See the response to Question 2.

4. What is your "wish list" or "set of demands" for a data mining system?

Its far too early in the game for such a list. We can, of course, make generic demands that one makes of any system -- usability, scalability, efficiency,....

5. What do you think will be the factors that may bring about the failure of data mining efforts?

AI-like hype without any substantive success stories is perhaps the greatest danger. Assuming that we manage to solve the first three problems listed in my response to Question 2, my fear is that even if data mining does produce the required results, these may not have sufficient value to the user to justify the investment.

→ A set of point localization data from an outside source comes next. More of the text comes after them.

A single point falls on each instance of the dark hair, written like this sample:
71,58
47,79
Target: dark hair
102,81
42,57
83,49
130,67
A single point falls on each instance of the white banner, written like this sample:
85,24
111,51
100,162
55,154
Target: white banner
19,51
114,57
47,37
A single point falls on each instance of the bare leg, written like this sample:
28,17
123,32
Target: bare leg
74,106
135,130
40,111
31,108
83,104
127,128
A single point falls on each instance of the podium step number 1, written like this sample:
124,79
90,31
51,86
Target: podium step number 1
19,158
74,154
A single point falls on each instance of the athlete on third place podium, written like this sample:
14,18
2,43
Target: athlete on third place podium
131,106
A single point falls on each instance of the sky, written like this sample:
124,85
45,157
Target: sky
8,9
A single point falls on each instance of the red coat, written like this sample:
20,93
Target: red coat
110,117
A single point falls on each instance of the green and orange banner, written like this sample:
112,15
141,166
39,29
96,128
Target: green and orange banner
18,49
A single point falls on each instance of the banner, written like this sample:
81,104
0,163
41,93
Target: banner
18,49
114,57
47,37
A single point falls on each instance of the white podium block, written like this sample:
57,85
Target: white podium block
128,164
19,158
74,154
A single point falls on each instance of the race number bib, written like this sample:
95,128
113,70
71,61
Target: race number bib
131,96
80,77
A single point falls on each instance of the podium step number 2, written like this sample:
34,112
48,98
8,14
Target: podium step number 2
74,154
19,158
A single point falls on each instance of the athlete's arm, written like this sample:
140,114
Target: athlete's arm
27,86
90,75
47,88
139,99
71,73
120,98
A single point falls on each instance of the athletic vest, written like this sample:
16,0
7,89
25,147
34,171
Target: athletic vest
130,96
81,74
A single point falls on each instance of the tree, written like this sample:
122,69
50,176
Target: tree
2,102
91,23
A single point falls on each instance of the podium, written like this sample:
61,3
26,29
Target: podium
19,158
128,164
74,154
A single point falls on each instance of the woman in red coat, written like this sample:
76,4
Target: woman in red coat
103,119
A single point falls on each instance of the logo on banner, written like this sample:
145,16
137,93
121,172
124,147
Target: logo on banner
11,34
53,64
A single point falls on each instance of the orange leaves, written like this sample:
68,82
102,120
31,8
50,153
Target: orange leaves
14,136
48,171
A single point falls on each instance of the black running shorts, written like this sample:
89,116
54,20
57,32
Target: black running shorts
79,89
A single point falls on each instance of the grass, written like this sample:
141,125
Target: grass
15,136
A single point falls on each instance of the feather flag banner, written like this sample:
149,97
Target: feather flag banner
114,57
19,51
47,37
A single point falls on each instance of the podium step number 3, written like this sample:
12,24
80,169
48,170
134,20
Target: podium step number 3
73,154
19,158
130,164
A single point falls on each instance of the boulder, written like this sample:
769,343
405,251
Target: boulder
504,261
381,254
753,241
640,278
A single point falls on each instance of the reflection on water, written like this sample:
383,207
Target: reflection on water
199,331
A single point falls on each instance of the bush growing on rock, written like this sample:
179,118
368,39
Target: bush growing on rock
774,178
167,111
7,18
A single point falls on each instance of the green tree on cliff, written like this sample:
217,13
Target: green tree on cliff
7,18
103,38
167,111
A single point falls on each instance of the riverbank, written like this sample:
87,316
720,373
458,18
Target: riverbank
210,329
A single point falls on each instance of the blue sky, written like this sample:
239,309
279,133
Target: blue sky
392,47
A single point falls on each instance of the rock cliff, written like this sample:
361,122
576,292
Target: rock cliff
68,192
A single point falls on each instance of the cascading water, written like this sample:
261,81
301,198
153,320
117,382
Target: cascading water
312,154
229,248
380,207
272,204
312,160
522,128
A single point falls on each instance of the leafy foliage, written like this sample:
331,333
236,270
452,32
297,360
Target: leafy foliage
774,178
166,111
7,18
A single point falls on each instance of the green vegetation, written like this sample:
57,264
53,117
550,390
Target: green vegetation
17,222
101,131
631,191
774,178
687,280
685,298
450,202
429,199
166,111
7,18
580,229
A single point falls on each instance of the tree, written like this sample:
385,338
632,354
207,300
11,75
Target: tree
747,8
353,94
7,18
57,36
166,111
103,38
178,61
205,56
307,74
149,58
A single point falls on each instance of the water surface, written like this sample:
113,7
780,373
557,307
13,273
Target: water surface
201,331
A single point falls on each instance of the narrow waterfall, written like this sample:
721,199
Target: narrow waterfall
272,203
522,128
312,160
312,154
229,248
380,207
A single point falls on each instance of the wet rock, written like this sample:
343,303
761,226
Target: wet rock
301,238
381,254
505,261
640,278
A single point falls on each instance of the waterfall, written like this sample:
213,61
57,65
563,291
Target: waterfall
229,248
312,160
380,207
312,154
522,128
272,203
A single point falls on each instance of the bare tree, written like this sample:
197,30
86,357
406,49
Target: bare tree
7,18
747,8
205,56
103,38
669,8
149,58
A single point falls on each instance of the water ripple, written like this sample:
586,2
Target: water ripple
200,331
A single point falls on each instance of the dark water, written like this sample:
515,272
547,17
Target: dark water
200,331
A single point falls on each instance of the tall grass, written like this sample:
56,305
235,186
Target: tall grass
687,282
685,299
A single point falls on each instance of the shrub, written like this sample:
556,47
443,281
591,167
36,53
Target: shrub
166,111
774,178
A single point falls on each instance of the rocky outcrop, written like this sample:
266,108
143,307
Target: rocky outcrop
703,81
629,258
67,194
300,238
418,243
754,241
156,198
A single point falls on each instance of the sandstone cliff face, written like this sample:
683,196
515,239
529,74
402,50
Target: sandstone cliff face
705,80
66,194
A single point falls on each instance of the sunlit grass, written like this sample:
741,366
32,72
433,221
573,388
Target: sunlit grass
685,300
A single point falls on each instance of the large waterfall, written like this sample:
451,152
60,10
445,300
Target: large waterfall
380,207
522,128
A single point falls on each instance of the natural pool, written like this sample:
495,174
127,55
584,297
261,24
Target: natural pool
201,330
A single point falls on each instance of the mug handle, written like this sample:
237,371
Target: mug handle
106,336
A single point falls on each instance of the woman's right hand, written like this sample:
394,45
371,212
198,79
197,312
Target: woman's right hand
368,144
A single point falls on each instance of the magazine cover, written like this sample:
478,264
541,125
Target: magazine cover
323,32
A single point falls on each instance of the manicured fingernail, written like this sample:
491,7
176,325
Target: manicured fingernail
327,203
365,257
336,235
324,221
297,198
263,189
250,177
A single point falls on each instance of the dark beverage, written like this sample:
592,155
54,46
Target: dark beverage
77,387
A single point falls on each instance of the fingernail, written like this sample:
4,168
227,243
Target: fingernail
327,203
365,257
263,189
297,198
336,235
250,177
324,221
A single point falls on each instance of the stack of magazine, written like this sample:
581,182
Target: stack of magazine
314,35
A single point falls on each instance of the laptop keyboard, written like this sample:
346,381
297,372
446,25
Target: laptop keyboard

6. Do you think people know what they want from their large databases? Is exploratory data analysis useful at all?

At this point in time, I suspect that the answer is ``no.'' But hopefully that will change as the field evolves.

7. What do you think are the "systems" issues in data mining?

See response to Question 4.

8. What fields do you think are relevant to data mining?

Algorithms, databases, statistics.

9. Will data mining be a new area of research? Will a new science and methodology for dealing with large databases emerge or is it all straightforward extensions of existing techniques?

It is hard to imagine a new science emerging here, but I doubt if the extension of known techniques will be straightforward either. I believe it will involve exciting inter-disciplinary research which will require creative use of known techniques and extremely non-trivial extensions of the related fields.

10. What do I think I will get out of this meeting in Seattle?

Two things: a chance to understand the viewpoint of people from very different fields, and ideas for future research.